After the ceremony they took a taxi to Victoria, a hover train to Gatwick, a strato-rocket to Woomera and then a ferry capsule to the ninety-minute orbit. They spent their honeymoon working through the pre-jump routines aboard the Gloria Mundi.
Despite many differences in size, design and accommodation, the American, Russian and European space ships all had one thing in common. They all contained sleeper units for the crews. None of the ships could travel faster than light—though the Russians claimed that given theoretically ideal conditions Red October could just pass the barrier—so their occupants were doomed to many years of star travel; during which it was a statistical certainty that some would die, go mad, mutiny or find even more ingenious ways of becoming useless. Unless they had sleeper units.
Suspended animation had been developed years before in the closing decades of the twentieth century.

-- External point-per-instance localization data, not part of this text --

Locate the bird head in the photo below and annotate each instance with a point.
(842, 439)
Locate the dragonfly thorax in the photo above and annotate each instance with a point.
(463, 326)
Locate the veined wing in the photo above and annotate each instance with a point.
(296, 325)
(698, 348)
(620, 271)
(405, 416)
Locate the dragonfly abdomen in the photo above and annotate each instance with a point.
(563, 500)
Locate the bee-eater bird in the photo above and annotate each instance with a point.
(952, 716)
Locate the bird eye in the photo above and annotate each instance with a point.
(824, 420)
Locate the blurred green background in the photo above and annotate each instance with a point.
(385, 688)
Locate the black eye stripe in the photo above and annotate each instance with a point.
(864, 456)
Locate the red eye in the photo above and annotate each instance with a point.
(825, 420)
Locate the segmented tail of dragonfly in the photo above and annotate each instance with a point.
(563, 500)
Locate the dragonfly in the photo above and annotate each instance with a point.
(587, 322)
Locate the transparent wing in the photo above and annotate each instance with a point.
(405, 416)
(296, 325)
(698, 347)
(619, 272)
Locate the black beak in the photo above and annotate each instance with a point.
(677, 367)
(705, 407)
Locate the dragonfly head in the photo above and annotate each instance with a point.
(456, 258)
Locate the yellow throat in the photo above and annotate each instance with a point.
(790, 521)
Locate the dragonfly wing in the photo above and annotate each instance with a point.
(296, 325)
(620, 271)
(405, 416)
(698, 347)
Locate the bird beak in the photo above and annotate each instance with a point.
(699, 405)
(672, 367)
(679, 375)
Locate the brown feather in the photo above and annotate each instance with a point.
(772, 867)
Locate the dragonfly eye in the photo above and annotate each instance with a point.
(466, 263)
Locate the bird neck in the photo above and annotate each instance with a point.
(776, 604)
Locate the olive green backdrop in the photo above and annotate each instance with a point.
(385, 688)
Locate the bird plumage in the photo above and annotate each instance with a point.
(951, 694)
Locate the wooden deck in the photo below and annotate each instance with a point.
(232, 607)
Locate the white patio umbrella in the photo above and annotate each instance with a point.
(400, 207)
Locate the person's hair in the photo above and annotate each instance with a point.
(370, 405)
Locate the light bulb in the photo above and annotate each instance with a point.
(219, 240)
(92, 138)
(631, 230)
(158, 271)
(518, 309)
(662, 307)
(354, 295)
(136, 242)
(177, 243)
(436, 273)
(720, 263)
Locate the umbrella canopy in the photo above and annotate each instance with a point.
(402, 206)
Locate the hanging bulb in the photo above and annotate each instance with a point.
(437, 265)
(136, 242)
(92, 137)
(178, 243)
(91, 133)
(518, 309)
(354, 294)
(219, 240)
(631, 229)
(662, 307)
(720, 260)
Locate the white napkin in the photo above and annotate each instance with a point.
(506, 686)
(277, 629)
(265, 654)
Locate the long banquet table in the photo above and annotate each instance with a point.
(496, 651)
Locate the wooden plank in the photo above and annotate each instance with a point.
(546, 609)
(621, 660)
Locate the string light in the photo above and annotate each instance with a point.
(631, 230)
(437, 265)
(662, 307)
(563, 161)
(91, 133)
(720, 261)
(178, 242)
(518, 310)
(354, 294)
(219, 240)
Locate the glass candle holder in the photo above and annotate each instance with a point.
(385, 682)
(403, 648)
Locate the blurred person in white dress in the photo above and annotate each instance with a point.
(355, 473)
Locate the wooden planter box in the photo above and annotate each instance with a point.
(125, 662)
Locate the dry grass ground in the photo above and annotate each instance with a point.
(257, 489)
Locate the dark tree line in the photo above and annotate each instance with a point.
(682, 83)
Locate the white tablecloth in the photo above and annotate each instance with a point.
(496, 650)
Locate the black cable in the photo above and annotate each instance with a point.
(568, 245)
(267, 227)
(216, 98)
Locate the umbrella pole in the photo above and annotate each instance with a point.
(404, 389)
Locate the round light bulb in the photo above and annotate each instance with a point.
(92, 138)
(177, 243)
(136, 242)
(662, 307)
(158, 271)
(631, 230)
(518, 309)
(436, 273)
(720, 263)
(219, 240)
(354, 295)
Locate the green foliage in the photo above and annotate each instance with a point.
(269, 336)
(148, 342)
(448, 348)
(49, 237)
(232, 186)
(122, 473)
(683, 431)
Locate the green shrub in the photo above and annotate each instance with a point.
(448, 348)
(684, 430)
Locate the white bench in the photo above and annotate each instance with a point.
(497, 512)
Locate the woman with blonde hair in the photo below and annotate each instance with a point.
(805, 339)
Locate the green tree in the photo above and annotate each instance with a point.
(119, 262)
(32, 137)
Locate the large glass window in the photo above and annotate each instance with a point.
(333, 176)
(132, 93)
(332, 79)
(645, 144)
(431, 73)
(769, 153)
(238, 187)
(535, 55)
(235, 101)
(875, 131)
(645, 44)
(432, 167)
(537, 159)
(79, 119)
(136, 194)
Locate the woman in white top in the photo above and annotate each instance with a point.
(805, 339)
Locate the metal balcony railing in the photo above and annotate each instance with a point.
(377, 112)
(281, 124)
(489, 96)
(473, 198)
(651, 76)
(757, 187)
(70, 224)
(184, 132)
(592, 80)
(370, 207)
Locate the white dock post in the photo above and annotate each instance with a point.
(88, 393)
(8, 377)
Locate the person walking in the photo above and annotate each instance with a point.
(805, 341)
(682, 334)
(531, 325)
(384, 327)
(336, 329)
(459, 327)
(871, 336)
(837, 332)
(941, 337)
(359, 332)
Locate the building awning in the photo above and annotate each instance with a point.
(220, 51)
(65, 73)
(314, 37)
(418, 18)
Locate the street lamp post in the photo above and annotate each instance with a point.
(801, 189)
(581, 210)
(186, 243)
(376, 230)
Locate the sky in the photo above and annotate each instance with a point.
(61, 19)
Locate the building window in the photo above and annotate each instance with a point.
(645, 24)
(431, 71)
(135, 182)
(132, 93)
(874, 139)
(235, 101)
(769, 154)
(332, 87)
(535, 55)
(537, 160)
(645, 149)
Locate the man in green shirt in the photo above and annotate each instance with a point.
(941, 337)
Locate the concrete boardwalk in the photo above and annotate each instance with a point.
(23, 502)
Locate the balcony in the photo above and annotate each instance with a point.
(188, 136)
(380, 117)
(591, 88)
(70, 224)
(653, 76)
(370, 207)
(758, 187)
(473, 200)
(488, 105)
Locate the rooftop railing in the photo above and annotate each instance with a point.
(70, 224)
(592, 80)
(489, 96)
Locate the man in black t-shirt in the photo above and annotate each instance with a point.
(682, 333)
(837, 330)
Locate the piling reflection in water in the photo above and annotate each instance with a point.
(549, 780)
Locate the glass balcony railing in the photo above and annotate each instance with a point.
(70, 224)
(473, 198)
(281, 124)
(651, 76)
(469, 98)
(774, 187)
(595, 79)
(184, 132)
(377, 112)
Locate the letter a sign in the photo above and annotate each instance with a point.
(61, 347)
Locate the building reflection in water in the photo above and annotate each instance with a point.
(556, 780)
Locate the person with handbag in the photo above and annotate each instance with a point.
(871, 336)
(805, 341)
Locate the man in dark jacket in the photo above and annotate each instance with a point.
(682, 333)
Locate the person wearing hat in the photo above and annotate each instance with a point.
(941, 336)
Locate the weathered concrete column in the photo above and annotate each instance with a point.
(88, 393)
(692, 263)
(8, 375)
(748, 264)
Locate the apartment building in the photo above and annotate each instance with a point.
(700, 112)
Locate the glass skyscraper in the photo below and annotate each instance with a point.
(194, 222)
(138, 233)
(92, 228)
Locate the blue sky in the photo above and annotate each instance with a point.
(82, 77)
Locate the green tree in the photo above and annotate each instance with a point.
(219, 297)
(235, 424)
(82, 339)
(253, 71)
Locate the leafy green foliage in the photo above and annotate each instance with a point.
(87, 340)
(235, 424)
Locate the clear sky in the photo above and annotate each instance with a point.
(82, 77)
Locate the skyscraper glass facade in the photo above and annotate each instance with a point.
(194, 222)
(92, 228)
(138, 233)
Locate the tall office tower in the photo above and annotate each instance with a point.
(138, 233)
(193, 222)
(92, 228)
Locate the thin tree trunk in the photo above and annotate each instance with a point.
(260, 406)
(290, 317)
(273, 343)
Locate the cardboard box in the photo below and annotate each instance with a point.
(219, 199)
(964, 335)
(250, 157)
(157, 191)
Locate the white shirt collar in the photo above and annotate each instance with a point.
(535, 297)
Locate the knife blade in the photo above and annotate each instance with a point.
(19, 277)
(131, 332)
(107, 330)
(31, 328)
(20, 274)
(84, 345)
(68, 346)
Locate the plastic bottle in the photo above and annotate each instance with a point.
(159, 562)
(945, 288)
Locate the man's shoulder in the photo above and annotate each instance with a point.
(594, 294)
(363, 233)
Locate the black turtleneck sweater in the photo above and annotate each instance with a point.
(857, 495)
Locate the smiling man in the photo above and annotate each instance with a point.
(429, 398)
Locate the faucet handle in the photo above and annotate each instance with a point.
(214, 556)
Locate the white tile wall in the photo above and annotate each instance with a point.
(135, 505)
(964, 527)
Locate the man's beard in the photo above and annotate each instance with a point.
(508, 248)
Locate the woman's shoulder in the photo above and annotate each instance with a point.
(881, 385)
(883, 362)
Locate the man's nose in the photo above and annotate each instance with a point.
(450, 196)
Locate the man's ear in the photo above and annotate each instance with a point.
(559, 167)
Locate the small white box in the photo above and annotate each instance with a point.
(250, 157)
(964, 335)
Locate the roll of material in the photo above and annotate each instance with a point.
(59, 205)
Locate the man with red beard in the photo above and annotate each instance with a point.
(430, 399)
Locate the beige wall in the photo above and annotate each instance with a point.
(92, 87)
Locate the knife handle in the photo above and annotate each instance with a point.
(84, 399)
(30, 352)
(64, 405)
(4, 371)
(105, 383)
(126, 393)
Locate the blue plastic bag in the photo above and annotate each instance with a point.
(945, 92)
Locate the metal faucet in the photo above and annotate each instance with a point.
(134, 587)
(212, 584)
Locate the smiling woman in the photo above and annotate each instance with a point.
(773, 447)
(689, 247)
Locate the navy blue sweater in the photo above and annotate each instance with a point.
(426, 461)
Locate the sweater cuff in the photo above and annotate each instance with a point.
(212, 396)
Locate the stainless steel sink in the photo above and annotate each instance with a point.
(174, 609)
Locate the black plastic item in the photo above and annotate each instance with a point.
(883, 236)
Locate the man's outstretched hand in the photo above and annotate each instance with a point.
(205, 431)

At first it had been used in a very limited way for heart transplants. Then someone had discovered that the simple process of freezing a neurotic for a period of days or weeks, depending on the degree of neurosis, could produce an almost complete cure! Then someone else hit upon the idea of using suspended animation for the insane, the incurable or the dying. Such people, it was argued, could be frozen for decades if necessary until an answer was found for their particular malady.